Fakta bahwa sebagian kios di atas skywalk kini tak lagi aktif, kunjungan menurun pascapandemi COVID-19, serta kurangnya perawatan infrastruktur memang memperkuat narasi bahwa Teras Cihampelas mengalami kegagalan fungsi. Namun, pertanyaan mendasarnya: apakah pembongkaran merupakan langkah paling bijak?
Masalahnya Bukan Sekadar Infrastruktur
Menurunnya aktivitas ekonomi di Teras Cihampelas bukan hanya soal desain atau lokasi. Ini adalah bagian dari perubahan struktural dalam perilaku konsumsi masyarakat. Maraknya belanja digital dan kehadiran online shop telah menggeser pola belanja tradisional di pusat-pusat keramaian. Fenomena ini bukan hanya terjadi di Bandung, melainkan di seluruh kota besar di Indonesia dan dunia.
Dengan demikian, tantangan yang dihadapi Teras Cihampelas adalah persoalan adaptasi terhadap zaman. Bukan penghentian, melainkan transformasi. Skywalk ini masih menyimpan potensi sebagai ruang urban kreatif—sebagai taman atap hijau, ruang pertunjukan seni, pusat UMKM tematik, atau jalur edukatif bebas kendaraan yang menyuarakan nilai keberlanjutan.
Lalu Lintas dan Narasi yang Perlu Diperiksa
Tudingan bahwa skywalk menjadi biang kemacetan juga perlu dikaji secara objektif. Kemacetan di kawasan Cihampelas umumnya disebabkan oleh aktivitas keluar-masuk kendaraan pribadi di area pusat perbelanjaan seperti Cihampelas Walk (Ciwalk). Ketidakseimbangan antara kapasitas jalan, kembalinya PKL ke trotoar bawah, serta peningkatan volume kendaraan menjadi persoalan yang lebih kompleks dan signifikan ketimbang keberadaan struktur skywalk.
Membongkar Teras Cihampelas sama artinya dengan menghapus jejak keberanian kota dalam menciptakan ruang publik yang humanistik. Proyek ini adalah hasil investasi besar—bukan hanya dalam bentuk anggaran, tetapi juga dalam visi bahwa kota bisa dirancang untuk manusia, bukan semata-mata untuk kendaraan.
Revitalisasi, Bukan Pembongkaran
Alih-alih dibongkar, Teras Cihampelas seharusnya direvitalisasi.

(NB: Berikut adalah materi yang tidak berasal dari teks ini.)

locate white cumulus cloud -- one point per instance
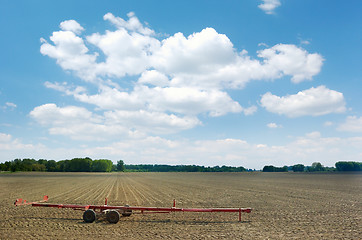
(174, 79)
(311, 102)
(352, 124)
(71, 25)
(268, 6)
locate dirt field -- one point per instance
(285, 205)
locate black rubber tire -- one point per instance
(126, 213)
(112, 216)
(89, 216)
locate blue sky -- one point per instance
(240, 83)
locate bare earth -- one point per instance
(285, 205)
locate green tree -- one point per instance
(348, 166)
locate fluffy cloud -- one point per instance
(173, 80)
(312, 147)
(81, 124)
(352, 124)
(268, 6)
(286, 59)
(71, 25)
(311, 102)
(273, 125)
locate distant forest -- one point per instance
(105, 165)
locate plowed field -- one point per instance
(285, 205)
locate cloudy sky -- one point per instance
(240, 83)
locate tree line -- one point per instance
(341, 166)
(105, 165)
(73, 165)
(181, 168)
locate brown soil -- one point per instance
(285, 205)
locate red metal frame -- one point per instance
(104, 209)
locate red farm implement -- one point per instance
(113, 213)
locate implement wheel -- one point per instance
(126, 213)
(112, 216)
(89, 216)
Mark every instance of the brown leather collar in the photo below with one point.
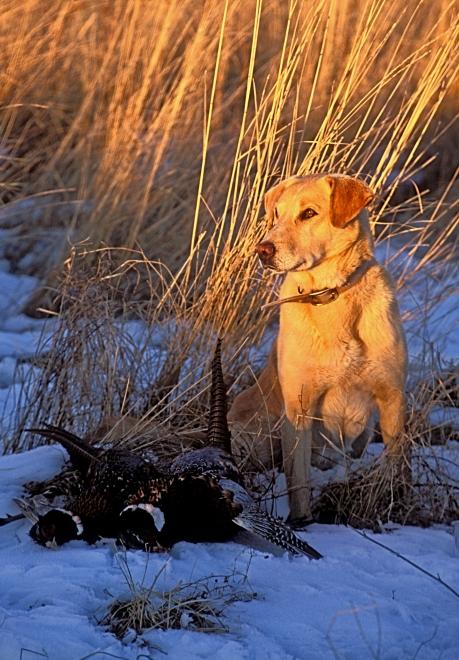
(324, 296)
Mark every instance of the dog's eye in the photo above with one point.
(307, 214)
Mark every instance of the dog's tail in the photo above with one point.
(218, 433)
(275, 531)
(81, 453)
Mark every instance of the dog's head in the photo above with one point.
(312, 218)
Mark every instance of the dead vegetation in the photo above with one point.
(197, 605)
(136, 145)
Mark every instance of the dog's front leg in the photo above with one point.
(296, 454)
(391, 407)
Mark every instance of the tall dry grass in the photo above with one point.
(156, 128)
(169, 119)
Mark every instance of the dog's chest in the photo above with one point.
(323, 339)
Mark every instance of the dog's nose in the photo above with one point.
(265, 251)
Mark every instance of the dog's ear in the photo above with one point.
(273, 194)
(347, 198)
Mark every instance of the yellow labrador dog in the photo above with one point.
(340, 353)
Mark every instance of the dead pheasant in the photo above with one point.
(206, 499)
(109, 480)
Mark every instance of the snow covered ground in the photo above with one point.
(360, 601)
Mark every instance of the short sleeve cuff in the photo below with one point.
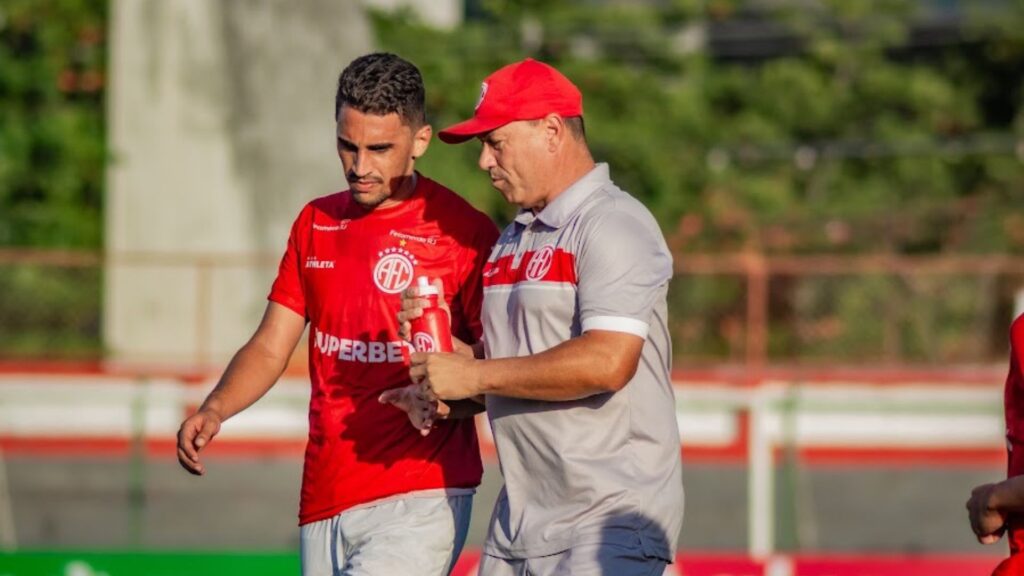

Dengan pendekatan partisipatif yang melibatkan komunitas kreatif, pelaku UMKM, mahasiswa arsitektur dan desain, hingga warga lokal, ruang ini bisa diberi makna baru yang lebih kontekstual dan sesuai dengan kebutuhan hari ini.
Ruang kota sejatinya tidak pernah statis. Ia bersifat dinamis—berubah seiring waktu, tantangan, dan budaya masyarakat. Kota yang baik bukanlah kota yang terburu-buru membongkar sesuatu yang belum berhasil, tetapi kota yang sabar menata, belajar dari kegagalan, dan berinovasi secara berkelanjutan.
Teras Cihampelas masih memiliki potensi sebagai ruang publik yang inklusif dan edukatif. Ia hanya memerlukan visi baru, tata kelola yang lebih adaptif, serta semangat pembaruan. Dalam dunia urban yang terus bergerak, ruang publik yang hidup tidak ditentukan oleh wujud fisiknya semata—melainkan oleh siapa yang hadir, merawat, dan mengisinya dengan makna.